Les enfants de l'aube



Les explorations successives sur cette planète jumelle de la nôtre n’avaient rien appris de plus. Malgré nos technologies d'observation avancées, nos vaisseaux discrets et nos capteurs infiltrés jusqu'au cœur de leurs cités, nous restions face à une énigme aussi désespérante que familière.


Ces êtres, physiquement semblables à nous selon toutes nos constatations, accusaient un retard de développement de plus d’un millénaire. Une civilisation jeune et instable, balbutiante dans sa compréhension du vivant, sourde à toute tentative de contact. Au fil des siècles, nous avions essayé toutes les méthodes connues. Des signaux lumineux à la transmission neuronale subtile. Rien. Leurs sens, leurs esprits, restaient fermés.


Et surtout, il y avait ce mot, obsédant, omniprésent dans leurs discours, leurs récits, leurs actes : guerre.


Ils le brandissaient comme un totem sacré. Ils s’entretuaient par millions, brûlaient leurs villes, leur ciel, leur futur, sans l’ombre d’un regret. Ils glorifiaient la violence, la haine, l’effacement de l’autre. Une espèce incapable de se regarder autrement qu’en ennemie.

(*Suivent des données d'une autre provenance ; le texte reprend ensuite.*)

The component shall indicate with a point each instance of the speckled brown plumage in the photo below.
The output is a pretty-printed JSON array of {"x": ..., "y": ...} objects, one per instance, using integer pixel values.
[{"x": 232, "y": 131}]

Mais ce n’était plus seulement leur problème. Leur soif de destruction dépassait désormais leurs frontières planétaires. La bombe atomique, qu’ils avaient réussi à développer malgré leur ignorance de l’univers, devenait une menace pour leurs voisins dans la galaxie. Nous ne pouvions plus détourner le regard.


Alors le Comité Central de l’Harmonie Cosmique fut convoqué.


Il fallut des jours de délibération. Les Anciens se souvenaient des grands drames, des erreurs d’ingérence, des civilisations détruites malgré les meilleures intentions. Le Conseil des Éthiques Universelles s’opposa farouchement à toute intervention violente. Il fut décrété que , exterminer une espèce, même dangereuse, nous rendrait semblables à elle.


Et pourtant… laisser faire n’était plus une option.


Un plan naquit, audacieux, sans précédent. Il ne se basait ni sur la force, ni sur la domination. Mais sur le temps. Et sur les enfants.


La décision fut prise à l’unanimité. Unique dans nos annales.


Chaque famille volontaire remettrait un enfant à la mission. Ils seraient déposés, un par un, aux quatre coins de la planète jumelle. Avec soin, dans des lieux choisis : des orphelinats, des maisons pauvres, des zones rurales et des capitales modernes. Ils seraient pris pour des enfants abandonnés , et, comme souvent chez eux, recueillis, adoptés, élevés dans leurs foyers.


Nos enfants disposaient d’une intelligence bien supérieure à la leur, mais aussi d’une empathie accrue, d’une mémoire ancestrale, et d’un sens profond du collectif. Ils n’auraient aucune connaissance de leur origine, jusqu’au jour où leur mission intérieure les réveillerait.


Le plan était simple. Infiltrer sans dominer. Influencer sans commander. Ils passeraient pour des prodiges, flattant l'égo des adultes. Leur présence stimulerait les sociétés, susciterait curiosité, admiration, puis imitation. Ils changeraient les systèmes de pensée de l’intérieur. Ils créeraient des ponts. Ils rêveraient de paix et feraient rêver les autres.


Un siècle, peut-être deux. Et le monde pourrait basculer.


Je revois encore les grands vaisseaux s’élever du sol, remplis de nos enfants endormis, bercés par des chants anciens, enveloppés dans des cocons d’énergie douce. Ce n’était pas un adieu. C’était un acte de foi.


Certains d’entre nous pleuraient. D’autres regardaient l’horizon, fiers et tremblants.


Nous ne saurions peut-être jamais si ce choix fut le bon. Mais nous avons planté des graines dans la nuit.


Et déjà, sur leurs ondes tremblantes, un chant nouveau commence à naître.